If you are having problems with your AC unit not turning on, it could be something as simple as a clogged air filter to something more substantial like a condenser issue. In this article, we’ll go over the most common causes of an AC unit not working and what you can do about it. Keep reading to learn more about common AC problems.
Dirty Air Filters
Most people don’t think about their air filters until they start having problems with their HVAC system. Contrary to popular belief, air filters are not just there to keep your system clean; they also play a very important role in your comfort. One of the most common issues with AC equipment is a dirty or clogged air filter. Your air filter catches and traps dirt, dust, and other allergens and debris in the air. When air filters are clean, they provide clean, fresh air for your home and improve indoor air quality. However, when they’re dirty, your comfort could be in jeopardy. In fact, a dirty air filter can lead to reduced airflow, frozen evaporator coils, and system failure.

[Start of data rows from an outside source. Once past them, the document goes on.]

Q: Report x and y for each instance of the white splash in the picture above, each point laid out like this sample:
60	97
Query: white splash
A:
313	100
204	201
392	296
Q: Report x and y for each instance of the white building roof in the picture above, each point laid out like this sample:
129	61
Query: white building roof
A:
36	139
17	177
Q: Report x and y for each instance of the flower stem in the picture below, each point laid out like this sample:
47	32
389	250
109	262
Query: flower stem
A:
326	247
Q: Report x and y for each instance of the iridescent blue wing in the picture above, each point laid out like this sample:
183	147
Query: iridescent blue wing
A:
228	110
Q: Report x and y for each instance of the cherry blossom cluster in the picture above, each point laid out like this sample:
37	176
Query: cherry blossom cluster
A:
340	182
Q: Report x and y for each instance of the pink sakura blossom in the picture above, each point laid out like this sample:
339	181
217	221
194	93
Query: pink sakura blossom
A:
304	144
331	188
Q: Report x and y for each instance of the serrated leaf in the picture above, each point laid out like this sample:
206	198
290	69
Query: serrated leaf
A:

This is because a dirty air filter can impede airflow and prevent the coils from maintaining the right temperature. Dirty air filters lead to a number of problems, including a decrease in comfort and an increase in your energy bills. Most experts recommend cleaning or changing your air filters every three months. However, if you have pets or if you smoke, you may need to change them more frequently. This is especially true during the summer when your AC is running more often.
Damaged or Clogged Condenser Unit
The condenser unit is an essential component of an air conditioning system. It is responsible for transferring heat from the refrigerant to the outside environment. If your AC condenser unit is damaged or clogged, it may not be able to cool the house properly. This means that the air inside the house will be much warmer than usual, and it may be difficult to sleep or be comfortable in the house. You may also notice an increase in your energy bills, as the AC will be working much harder than usual to try to cool the house. If your condenser is damaged, an HVAC technician must inspect your equipment and address the issue.
If the condenser becomes clogged with dirt or other debris, the AC will also not be able to function properly. If this is the case, you can clean the condenser yourself using a garden hose or cleaner. If you aren’t comfortable cleaning your AC condenser unit, you can call a professional to come and take care of it. Also, as part of the annual HVAC service, a technician will clean your condenser for you.
Low Refrigerant Levels
If the AC unit is not cooling, there could be an issue with the refrigerant levels. This can be caused by a number of factors, such as a leak in the system. If you suspect that the problem may be due to low refrigerant levels, you will need to check the levels and add more if necessary. In general, you should have a qualified HVAC professional check the refrigerant level and address any problems. AC refrigerant is a highly toxic substance that should be handled by an expert.
There are many reasons why an AC unit may not be working, but some of the most common are a clogged filter, a lack of refrigerant, or a problem with the condenser. If your AC unit is not working, you can try to troubleshoot the issue before calling a technician. However, if you can find the problem, an HVAC professional will be able to diagnose and remedy the problem quickly.